Etwas verwunderlich allerdings, dass Support Tristan Brusch bereits um 20:10 Uhr die Bühne entert und nicht planmäßig erst um 20:30 Uhr – das hat zur Folge, dass wir leider das erste Lied nur zum Teil sehen und als Setlist-Mitschreiber anfangs auch nicht identifizieren konnten, denn Brusch hat sich vorgenommen: nur Lieder seines im Juni erscheinenden Albums. Und die könnten verschiedener nicht sein. Egal, ob das ruhige „Neujahrsschnee“ oder das kapital-kritische „Die fetten Jahre“, er singt sich die Seele aus dem Leib und gibt sich, gemeinsam mit Unterstützung am Keyboard, vollkommen den Texten und Melodien hin. Dabei singt er nicht nur, sondern geht auch mit „Trümmer“ in die schreikräftige Offensive, die mit Leichtigkeit die eher seichte, musikalische Indie-Mauer durchbricht, die er bis gerade noch aufgebaut hat.

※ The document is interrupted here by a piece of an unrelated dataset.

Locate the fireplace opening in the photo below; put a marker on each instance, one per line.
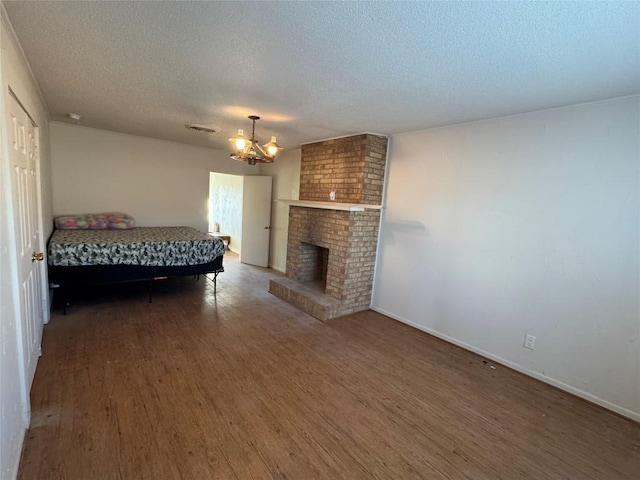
(312, 266)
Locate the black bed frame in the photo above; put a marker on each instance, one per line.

Verdutzte Gesichter im Saal, aber mindestens genauso viele überzeugte; es mag ein wenig polarisierend sein, was Tristan Brusch auf der Bühne macht, aber er macht es mit Elan und Überzeugung, sodass man die doch recht knappen 25 Minuten nach „Hier kommt euer bester Freund“ selbst als Blues-Rocker nicht nur übersteht, sondern auch ehrlich gemeint applaudiert. „Wenn ihr es richtig scheiße fandet, ist es auch okay, Hauptsache es hat irgendwas mit euch gemacht“ sagt er da. Hat es. Mindestens „Trümmer“ bleibt nachhaltig in Erinnerung.
Setlist: Zuckerwatte / Loch / Neujahrsschnee / Die fetten Jahre / Trümmer / Hier kommt euer bester Freund
Außerplanmäßig schnell geht es daher weiter, als um 21 Uhr schon Jesper Munk und seine neuen Bandkollegen an die Instrumente treten. Der Jubel ist groß, als der Sänger mit „Clean“ den Abend eröffnet und mit „Happy When I’m Blue“, der ersten Single des kommenden Albums, weitermacht. Klar, die Nummer wurde bereits etwas gespalten aufgenommen, da das alles mit Blues wenig zu tun hat und eher souligem Indie gleichkommt, nichtsdestotrotz funktioniert es live und lädt zum leichten Mitschwingen ein. Insgesamt stellen sich Munks neue Spielgefährten als zwar fast durchgehend älter, aber nicht minder talentiert als der Mastermind des Abends heraus. Allen voran der Mann an der Gitarre, dessen Name Jesper bei der Vorstellung leider ein wenig verschluckt, zeigt in den gitarrenlastigeren Nummern sehr straight sein Können, final bei „Easier“ aus dem neuesten Album; dieses Solo dürfte seinesgleichen suchen.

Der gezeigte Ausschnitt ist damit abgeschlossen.